My first ministry position was working with children, and I learned that connecting to kids became all about what captured their attention. If I was going to effectively engage with them, I needed to know all about the hottest toy, tv show, or silly song going around. Once I had children of my own, it became a little easier to keep my finger on the pulse of relevant topics for conversation. It took more time (and rightly so) to help translate principles in everyday life into spiritual lessons that children could understand, apply, and remember.

I have been surprised how much this skill has been essential as an associate pastor and staff member.  Throughout the entire Bible, we see the importance of the man in the middle. In the Old Testament, both the priest and the prophet served as intermediators between God and man. The priest would speak to God for the people and the prophet would speak to the people for God. In the New Testament, we believers have the incredible miracle of God’s Word and the Holy Spirit to hear from God and the very Son of God speaking to God on our behalf (Heb. 7:24-28).

British/American author of the books Start with Why and Leaders Eat Last, Simon Sinek, discussing the importance of leading from a middle position said, “most things break in the middle”. He illustrated this thought with a reality we can probably all relate to at one time in our life or another. In any normal business environment, the top level leaders have dreams, goals, and a relatively positive outlook on their company’s direction and future; while most entry level employees have the feeling that the company is a horrible dead-end job. So, where is the disconnect?

The disconnect is generally the failure of the middle leadership not translating the vision and passion to the team, and a failure to translate the lower-level team’s feedback in a helpful and condensed way to the company’s leadership, hence, “most things break in the middle”. In the same manner, the middle role of the associate pastor can be either a great help or hurt in serving both the Pastor and the church with the art of translation. One of the major roles of any associate pastor is the role of translator. As a translator, you translate the organizational vision into achievable steps and systems that accomplish the desired result. In the setting of church, you help communicate the vision of the church’s great commission practice to the people in your church to win souls and make disciples in the areas God has placed you over.

The art of translation works in two different directions.

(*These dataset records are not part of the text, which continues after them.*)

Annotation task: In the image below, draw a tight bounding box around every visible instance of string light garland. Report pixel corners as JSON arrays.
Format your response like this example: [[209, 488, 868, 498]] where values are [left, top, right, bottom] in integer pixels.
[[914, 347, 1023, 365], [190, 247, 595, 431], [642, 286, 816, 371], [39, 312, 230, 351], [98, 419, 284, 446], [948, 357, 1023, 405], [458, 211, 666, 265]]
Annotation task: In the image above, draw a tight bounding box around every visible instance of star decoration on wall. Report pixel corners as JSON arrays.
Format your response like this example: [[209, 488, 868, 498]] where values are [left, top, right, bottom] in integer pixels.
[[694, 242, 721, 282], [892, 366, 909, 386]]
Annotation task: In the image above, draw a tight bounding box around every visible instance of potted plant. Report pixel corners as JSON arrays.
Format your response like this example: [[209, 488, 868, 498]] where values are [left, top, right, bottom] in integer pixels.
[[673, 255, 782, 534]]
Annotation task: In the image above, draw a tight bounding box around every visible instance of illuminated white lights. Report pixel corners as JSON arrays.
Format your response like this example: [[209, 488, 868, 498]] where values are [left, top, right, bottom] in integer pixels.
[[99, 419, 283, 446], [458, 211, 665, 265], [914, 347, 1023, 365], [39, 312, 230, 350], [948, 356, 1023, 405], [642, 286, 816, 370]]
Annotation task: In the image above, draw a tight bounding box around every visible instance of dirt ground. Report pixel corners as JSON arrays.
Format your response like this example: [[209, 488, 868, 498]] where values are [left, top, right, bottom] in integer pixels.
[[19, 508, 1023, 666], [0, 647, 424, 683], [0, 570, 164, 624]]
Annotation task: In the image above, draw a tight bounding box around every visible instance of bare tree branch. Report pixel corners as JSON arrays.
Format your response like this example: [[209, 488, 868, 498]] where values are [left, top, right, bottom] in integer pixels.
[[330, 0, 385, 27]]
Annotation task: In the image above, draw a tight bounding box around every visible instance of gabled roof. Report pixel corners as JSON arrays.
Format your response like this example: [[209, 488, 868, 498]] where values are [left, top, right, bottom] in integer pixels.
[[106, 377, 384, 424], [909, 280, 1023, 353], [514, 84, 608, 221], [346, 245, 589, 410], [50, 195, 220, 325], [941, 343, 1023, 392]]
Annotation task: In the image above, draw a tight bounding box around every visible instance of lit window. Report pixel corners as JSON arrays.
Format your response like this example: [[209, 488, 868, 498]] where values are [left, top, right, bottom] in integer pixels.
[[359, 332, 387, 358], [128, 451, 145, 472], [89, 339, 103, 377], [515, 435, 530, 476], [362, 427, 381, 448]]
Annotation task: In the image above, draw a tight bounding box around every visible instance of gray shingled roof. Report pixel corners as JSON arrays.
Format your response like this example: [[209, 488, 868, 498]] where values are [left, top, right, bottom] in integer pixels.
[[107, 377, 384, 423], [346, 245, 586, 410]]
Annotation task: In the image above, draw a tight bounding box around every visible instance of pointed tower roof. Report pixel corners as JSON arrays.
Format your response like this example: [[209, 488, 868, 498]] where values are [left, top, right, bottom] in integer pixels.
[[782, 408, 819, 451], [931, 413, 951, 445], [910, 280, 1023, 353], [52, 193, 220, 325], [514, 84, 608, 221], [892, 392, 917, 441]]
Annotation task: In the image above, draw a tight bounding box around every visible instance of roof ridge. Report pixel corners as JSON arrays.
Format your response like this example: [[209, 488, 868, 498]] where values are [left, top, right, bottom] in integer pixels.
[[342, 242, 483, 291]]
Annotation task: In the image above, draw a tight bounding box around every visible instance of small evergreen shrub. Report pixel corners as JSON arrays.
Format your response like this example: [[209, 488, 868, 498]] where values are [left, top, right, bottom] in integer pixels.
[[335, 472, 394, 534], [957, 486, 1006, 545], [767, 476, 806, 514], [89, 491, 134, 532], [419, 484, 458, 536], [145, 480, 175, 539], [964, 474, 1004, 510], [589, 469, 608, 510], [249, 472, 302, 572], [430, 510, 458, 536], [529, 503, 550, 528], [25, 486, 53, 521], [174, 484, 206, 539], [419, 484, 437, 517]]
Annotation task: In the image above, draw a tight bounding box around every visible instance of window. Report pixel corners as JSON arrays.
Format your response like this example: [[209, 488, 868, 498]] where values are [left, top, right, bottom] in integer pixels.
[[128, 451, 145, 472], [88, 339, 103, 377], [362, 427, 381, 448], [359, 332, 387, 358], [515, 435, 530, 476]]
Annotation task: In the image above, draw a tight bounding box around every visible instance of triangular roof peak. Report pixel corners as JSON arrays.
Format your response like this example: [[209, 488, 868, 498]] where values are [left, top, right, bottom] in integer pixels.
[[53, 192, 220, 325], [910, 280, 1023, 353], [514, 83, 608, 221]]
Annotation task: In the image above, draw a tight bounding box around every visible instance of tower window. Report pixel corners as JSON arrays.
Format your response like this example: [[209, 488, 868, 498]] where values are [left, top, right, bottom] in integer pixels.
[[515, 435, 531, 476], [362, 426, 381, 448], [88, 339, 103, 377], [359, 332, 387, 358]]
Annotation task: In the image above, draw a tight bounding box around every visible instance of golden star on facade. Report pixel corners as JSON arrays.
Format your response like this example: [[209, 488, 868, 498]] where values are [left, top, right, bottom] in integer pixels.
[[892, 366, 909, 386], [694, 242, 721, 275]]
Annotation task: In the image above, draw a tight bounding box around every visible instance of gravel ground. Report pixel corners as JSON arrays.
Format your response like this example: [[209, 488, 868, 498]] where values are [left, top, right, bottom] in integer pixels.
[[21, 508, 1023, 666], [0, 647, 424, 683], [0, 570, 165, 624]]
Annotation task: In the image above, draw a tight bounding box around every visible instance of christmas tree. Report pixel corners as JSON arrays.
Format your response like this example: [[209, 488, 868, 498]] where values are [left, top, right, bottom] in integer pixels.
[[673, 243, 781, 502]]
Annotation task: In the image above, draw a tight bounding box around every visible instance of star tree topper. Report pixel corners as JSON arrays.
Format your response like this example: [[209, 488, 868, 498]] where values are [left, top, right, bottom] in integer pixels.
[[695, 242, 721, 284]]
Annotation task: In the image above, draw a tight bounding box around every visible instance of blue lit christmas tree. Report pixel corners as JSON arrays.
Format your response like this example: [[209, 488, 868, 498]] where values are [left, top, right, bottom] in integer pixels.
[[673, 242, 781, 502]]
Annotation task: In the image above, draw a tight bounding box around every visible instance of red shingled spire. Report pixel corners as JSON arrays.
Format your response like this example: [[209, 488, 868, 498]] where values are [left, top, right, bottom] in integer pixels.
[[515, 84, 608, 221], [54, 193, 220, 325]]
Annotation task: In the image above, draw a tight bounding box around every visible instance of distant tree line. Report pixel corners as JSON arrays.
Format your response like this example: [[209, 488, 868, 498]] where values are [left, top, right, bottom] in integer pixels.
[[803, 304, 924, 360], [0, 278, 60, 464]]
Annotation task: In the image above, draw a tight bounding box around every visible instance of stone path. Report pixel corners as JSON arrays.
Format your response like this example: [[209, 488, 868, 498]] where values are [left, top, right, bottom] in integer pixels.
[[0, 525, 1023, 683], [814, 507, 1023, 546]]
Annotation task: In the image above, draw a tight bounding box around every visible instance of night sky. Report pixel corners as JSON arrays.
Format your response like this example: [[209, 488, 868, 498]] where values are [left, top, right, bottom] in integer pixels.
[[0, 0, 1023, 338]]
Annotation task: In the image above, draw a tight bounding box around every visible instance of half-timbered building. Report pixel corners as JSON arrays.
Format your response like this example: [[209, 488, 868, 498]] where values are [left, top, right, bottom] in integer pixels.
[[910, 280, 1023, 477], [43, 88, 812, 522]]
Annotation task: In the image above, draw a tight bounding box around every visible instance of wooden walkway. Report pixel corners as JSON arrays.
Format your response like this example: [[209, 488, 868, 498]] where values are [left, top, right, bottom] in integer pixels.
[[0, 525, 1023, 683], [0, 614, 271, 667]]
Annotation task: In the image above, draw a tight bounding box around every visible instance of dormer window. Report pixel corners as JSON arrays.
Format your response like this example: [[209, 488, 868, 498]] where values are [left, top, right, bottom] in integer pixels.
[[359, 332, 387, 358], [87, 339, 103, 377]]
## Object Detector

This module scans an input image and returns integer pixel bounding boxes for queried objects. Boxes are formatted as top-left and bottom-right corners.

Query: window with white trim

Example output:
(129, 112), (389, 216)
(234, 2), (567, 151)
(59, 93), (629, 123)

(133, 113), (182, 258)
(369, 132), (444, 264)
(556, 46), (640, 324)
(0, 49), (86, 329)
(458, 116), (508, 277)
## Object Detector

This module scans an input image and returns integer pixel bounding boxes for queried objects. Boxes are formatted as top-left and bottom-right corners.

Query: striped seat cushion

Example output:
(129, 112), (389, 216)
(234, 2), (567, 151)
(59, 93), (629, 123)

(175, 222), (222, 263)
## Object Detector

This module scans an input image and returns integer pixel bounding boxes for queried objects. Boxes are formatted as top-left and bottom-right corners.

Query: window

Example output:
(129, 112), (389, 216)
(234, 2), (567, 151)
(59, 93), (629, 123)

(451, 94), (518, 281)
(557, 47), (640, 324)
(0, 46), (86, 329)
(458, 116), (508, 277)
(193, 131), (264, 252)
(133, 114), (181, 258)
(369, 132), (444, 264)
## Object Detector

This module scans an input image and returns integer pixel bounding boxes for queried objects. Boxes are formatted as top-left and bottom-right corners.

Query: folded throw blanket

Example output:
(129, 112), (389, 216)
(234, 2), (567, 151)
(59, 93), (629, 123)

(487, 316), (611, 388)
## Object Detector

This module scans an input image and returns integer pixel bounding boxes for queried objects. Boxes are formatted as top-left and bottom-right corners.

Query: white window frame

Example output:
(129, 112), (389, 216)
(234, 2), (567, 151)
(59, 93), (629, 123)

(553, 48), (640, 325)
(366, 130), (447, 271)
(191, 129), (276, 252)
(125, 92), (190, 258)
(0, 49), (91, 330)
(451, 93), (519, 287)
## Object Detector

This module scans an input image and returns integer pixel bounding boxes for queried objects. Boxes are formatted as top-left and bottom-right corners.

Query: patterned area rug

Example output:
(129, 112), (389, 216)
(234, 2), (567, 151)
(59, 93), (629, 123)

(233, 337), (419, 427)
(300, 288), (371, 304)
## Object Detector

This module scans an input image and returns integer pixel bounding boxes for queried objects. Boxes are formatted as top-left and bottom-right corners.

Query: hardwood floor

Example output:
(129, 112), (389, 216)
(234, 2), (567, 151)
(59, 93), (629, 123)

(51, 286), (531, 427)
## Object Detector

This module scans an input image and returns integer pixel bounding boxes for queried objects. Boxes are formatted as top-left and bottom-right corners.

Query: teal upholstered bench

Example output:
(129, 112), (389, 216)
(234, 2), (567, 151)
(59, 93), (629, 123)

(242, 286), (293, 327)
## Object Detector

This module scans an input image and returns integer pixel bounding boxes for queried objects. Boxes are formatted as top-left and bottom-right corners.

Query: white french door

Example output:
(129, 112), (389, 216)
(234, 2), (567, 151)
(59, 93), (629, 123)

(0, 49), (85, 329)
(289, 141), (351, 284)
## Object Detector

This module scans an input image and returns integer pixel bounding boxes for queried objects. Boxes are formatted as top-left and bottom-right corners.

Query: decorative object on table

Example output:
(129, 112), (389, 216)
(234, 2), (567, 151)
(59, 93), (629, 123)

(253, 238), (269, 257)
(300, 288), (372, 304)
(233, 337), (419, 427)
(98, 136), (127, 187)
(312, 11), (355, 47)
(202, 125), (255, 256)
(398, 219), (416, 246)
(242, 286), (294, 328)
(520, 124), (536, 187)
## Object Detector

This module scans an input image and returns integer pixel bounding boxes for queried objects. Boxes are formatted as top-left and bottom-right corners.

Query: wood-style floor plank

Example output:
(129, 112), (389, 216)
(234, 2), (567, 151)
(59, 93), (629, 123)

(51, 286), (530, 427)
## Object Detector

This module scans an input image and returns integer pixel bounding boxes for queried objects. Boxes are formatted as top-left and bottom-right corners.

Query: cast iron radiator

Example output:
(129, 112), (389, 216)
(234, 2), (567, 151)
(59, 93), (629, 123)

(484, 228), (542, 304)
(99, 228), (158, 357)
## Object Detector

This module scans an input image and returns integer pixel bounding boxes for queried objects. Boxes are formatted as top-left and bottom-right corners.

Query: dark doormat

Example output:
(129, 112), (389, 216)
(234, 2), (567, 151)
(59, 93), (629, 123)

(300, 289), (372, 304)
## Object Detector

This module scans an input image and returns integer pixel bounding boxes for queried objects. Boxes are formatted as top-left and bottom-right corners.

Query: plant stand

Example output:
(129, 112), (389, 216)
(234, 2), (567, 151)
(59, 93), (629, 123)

One direction is the translation of the vision to the people serving in the ministries God has placed you over. I currently assist in our children and youth ministries and on a weekly basis have influence over 45+ volunteers, each with their own thoughts, spiritual giftings, and opportunities for growth. As a church, our desired vision is to build pathways for people to engage with the mission to reach, teach, and send out to minister. In each of these ministry areas, I weekly get the opportunity to translate that vision into achievable steps and systems that will both train our leaders and the next generation to see themselves as Great Commission workers. This isn’t just a one-time strategy meeting, but a weekly goal of helping our volunteers see themselves, their ministry areas, and each task as part of one of those three areas.

Another direction of translation is translating the feedback from our ministry volunteers back to the man of God chosen to shepherd our church. While sometimes challenging, I believe this can be a great blessing to our ministry when done right. One of the best gifts you can offer your Pastor as an associate is honesty. In general, most people don’t communicate their thoughts and feedback with the Pastor honestly. If you have ever sat in a room as a leader and felt like you were the last one to know something, you understand my point.  The translation of honest feedback can help inform your Pastor of the spiritual temperature, potential problems, and potential opportunities of those working in your areas and may also have the added effect of bolstering your church where it is weak. For example, we recently put into place a new kids check in area for our children’s ministry events. As you may know, asking people to do something new can come with all sorts of questions and confusion, especially if it has never been done before. While there are always those who question and complain (seemingly because they just want to) it was a great blessing for us to hear all the wonderful feedback from parents and guests of how appreciative they were that we took the safety and security of their children so seriously. Being able to have this feedback and translating it back to our Pastor was a great blessing to help him continue to shepherd our young families. Successful translation and communication in both directions is an important art to help the continued alignment of the church ministries and volunteers as they seek to fulfill the Great Commission.

Your role as translator has the incredible potential to help both your Pastor and church unify as you serve the Lord together.